As the immediate crisis of the pandemic wanes, the problems for teaching and learning remain and, in some cases, are growing. However, even as students have begun a new academic year, Congress is postponing decisions on government funding for the fiscal year that started on Oct. 1. This delay in enacting new investments in education will only add to the difficulties for students, educators, school districts, colleges and others providing education services.
Many students, families, faculty, and staff suffered emotional and economic traumas, with some now living in drastically different situations. Many students lost significant educational time, with their achievement reflecting the gaps. College enrollment has declined by more than 9% since the beginning of the pandemic, with many students taking on new responsibilities and unable to afford to pursue higher education. The nationwide teacher shortage that existed before the pandemic has worsened, with unfilled vacancies of teachers, school leaders, specialized instructional support personnel, and other school personnel in a majority of states.
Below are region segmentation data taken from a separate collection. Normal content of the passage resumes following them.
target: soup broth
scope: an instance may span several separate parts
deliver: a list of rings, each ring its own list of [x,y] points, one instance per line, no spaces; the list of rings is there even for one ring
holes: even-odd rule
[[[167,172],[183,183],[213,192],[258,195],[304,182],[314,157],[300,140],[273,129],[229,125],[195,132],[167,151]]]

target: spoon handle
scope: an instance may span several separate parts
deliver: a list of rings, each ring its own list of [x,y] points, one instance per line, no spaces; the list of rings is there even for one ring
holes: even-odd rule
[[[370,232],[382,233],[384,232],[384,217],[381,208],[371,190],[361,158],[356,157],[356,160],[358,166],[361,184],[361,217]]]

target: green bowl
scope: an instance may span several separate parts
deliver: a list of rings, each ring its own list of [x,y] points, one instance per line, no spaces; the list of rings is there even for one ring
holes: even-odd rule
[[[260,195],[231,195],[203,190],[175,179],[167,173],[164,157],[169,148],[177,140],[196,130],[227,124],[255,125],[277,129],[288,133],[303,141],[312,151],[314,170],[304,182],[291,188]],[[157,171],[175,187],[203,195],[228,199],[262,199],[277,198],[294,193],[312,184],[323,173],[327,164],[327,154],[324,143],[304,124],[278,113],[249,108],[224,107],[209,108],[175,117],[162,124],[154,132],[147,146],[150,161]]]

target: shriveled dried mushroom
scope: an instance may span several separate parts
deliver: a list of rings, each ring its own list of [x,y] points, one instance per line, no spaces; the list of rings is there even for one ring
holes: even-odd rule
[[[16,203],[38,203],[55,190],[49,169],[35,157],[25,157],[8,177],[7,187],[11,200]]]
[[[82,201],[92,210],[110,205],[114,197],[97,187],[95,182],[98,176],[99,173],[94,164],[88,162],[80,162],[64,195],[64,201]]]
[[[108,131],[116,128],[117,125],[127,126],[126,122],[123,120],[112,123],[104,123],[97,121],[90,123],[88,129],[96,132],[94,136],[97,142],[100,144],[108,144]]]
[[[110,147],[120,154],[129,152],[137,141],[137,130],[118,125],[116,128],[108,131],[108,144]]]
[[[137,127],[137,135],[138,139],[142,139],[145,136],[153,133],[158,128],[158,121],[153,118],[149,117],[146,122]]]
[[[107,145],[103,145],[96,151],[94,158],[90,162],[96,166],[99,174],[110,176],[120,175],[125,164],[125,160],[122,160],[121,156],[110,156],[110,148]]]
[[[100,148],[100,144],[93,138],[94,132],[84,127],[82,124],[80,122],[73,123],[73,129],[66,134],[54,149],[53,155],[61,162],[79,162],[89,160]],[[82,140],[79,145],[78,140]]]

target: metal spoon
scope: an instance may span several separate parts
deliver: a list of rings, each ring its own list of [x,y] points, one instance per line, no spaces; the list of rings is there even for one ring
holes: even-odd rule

Additional federal support could help ameliorate these problems.
Investments in education are among the best the country can make. They reap rewards immediately in terms of student achievement and knowledge, and over the long term in greater economic output, community engagement, and a well-informed populace prepared for a global economic environment. Despite these facts, Congress faces competing demands for federal investments and each year, federal education funding falls short of meeting the needs. Nobody argues against education, but there is debate about the right size of the investment and the role of the federal government.
In a typical year, the federal government spends less than 2% of its budget on education. That’s in large part because more than 90% of elementary and secondary education funding comes from state and local budgets, not the federal budget – a very different breakdown than in other industrialized countries. Polls show the public thinks the U.S. spends too little on education, and President Biden agrees; last year the administration’s proposed “Build Back Better” agenda included transformative education investments for universal pre-K education and child care, school construction, educator training, career and technical education and adult education, student aid and college completion, free community college, support for higher education institutions, and workforce development, among other areas. These proposals were whittled down and in the end, not a single one was enacted. The president also requested record investments in ongoing education programs, and while Congress eventually approved a 3% increase for Education, it was only one tenth of what the president had requested for 2022.
This year, Congress can change follow up the emergency COVID-relief spending with increased, on-going support along the education continuum. After the Great Recession, Congress provided about $110 billion in one-time emergency education funding but then left education funding to shrink in subsequent years when most states slashed their own education budgets. In fact, federal funding for the Department of Education this year is more than $12 billion below the 2011 level in inflation-adjusted dollars.
This fall, Congress should avoid repeating the mistake of having a funding cliff for education. Instead, it should invest in ways that address the effects of the pandemic — learning disruptions and lost academic time and the physical and mental health hits, among others. It should also increase investments to address needs that existed long before the pandemic — for early childhood education, special education, access to higher education and career technical education, and many other in-school and wraparound services that help provide the education and training that is the bedrock of our society. As Congress makes decisions about government funding for fiscal year 2023, education funding should be a big priority. A significant increase in the federal education investment would have a long-lasting impact on students and their families, on educators and staff, and will boost the economy at the same time. That would make this a far better year for education.
Sarah Abernathy is executive director for Committee for Education Funding, which is a non-profit coalition of more than 100 education associations and institutions that advocates for a greater total federal investment along the education continuum.